One morning I was making egg-and-cheese sandwiches. Breakfast was much slower than lunch in terms of customers, so I believe I was working by myself. There may have been one other worker, but I don't remember it as such.
     The egg and cheese were placed inside a toasted and buttered English muffin, wrapped in the appropriate tinfoil, and kept warm in the heated chute. On this morning, however, after making a few sandwiches the regular way, we ran out of plain English muffins. I told my boss that this had happened, and he said "Well, I guess we'll have to use the raisin muffins in their place."
     I said, "What?"
     He reminded me that the egg sandwiches were the best sellers, and so I dutifully did as I was told. I also told every customer (there weren't many) reaching for one of the sandwiches that we were using raisin muffins because we were out of the plain English muffins. A few people didn't mind, and a few people pulled their hand back with various facial contortions indicating disapproval or exaggerated weariness.
     I was also making omelets and other items during this time. The various omelet ingredients, like onions, tomatoes, peppers, mushrooms, were near the heated chutes. Behind the stainless-steel bins of ingredients was a cutting area, and above the bins was a stainless-steel counter, at about chest level. Others items not amenable to the heated chutes would be placed on this counter, and the customer would take the requested food from there. The raised counter had a rounded glass or Plexiglas covering that faced the customer; behind this glass, as mentioned, were the various omelet ingredients.
     I was cutting vegetables, with my head down, watching my slicing, when I suddenly felt something hit me in the chest. The next thing I saw was a half-wrapped egg-and-cheese and raisin muffin lying on top of the ingredient bins. I didn't understand immediately how it had got there, as I didn't realize this is what had hit me in the chest. I pulled away from the counter, and looked up, not understanding what was going on. In front of me was a woman with glasses, straight brown hair, about 5'2", holding a very angry facial feature. She demanded to know what did I think I was doing.

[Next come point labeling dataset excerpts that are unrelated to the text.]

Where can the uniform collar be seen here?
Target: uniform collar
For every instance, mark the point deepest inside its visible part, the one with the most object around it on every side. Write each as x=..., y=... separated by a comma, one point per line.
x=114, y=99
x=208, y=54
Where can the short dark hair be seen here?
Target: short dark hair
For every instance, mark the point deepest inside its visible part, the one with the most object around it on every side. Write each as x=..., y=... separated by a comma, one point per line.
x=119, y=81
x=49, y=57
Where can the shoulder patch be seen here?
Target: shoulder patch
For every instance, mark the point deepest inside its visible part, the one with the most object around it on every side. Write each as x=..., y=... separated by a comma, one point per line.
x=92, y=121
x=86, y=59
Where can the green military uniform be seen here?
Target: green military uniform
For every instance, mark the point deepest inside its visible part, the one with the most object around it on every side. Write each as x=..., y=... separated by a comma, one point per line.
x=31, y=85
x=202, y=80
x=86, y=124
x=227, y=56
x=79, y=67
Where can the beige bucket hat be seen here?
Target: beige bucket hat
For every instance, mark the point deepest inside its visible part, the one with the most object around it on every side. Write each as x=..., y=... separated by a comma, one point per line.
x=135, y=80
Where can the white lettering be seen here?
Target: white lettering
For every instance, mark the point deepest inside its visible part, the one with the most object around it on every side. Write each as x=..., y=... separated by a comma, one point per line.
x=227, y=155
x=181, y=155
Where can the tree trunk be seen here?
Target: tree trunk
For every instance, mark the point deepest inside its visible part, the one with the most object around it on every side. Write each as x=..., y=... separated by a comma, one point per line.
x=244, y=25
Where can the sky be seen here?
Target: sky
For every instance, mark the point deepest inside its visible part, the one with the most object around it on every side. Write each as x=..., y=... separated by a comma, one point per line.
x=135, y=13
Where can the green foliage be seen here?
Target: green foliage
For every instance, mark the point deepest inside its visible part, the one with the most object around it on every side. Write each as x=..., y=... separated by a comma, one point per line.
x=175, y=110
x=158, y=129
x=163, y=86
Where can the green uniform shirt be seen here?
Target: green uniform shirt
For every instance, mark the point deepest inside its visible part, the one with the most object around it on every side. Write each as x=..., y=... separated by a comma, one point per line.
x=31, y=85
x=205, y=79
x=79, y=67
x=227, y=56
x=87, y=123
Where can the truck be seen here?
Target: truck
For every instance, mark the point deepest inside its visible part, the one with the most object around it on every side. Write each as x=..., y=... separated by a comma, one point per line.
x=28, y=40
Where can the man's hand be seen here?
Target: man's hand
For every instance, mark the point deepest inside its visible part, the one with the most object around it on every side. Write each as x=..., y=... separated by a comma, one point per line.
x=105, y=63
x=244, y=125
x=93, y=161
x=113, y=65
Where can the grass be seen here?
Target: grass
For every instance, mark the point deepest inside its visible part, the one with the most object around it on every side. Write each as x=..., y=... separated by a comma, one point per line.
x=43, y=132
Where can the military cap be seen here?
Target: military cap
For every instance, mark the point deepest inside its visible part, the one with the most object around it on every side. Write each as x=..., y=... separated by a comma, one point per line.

     I still had no idea what the problem was, but she quite quickly told me what she was upset about. She accused me of deliberately not telling her that the muffin was a raisin muffin. This is the point at which my understanding cohered, of 1). The sandwich on top of the ingredient bins, and 2). The object hitting me in the chest. These two being the result of 3). This woman accusing me of sandwich dishonesty.
     She was quite strident, and I was more than a little pissed about getting a sandwich thrown at me. I told her that I did in fact tell her it was a raisin muffin, just as I had been telling everyone for the last hour.
     She said I did not. I said I did too.

[Editorial: this was the first job I had with customer interaction, and so I still had not understood that the customer is always right, even when wrong.]

I was not backing down, and neither was she. It was at this point that I noticed my boss looking on from the cash registers, with a worried look on his face. I realized I had better end the conflict, and told her that maybe I hadn't told her, and wondered what she wanted to do about the sandwich purchase.
     She glared at me, and said she wanted her money back. My boss was already near her side, and heard what she said. He apologized for the raisins in the muffin, and led her to the cashiers, where he would refund her money.
     I threw out her once airborne, now landed, sandwich, and continued cutting omelet ingredients.
     About thirty minutes or so passed before my boss was around me again. But not because of the customer--that was over in no time; he just had a lot of work to do.
     I asked him, "What did she say to you on the way up to the cashier?"
     He grinned painfully, uneasily, and said, "She said you are a misogynist."
     I said, "What? For what?"
     "The raisins," he said. "Because you didn't tell her there were raisins in the muffin."
     I said, "I did too."
     He laughed, and walked out of the kitchen.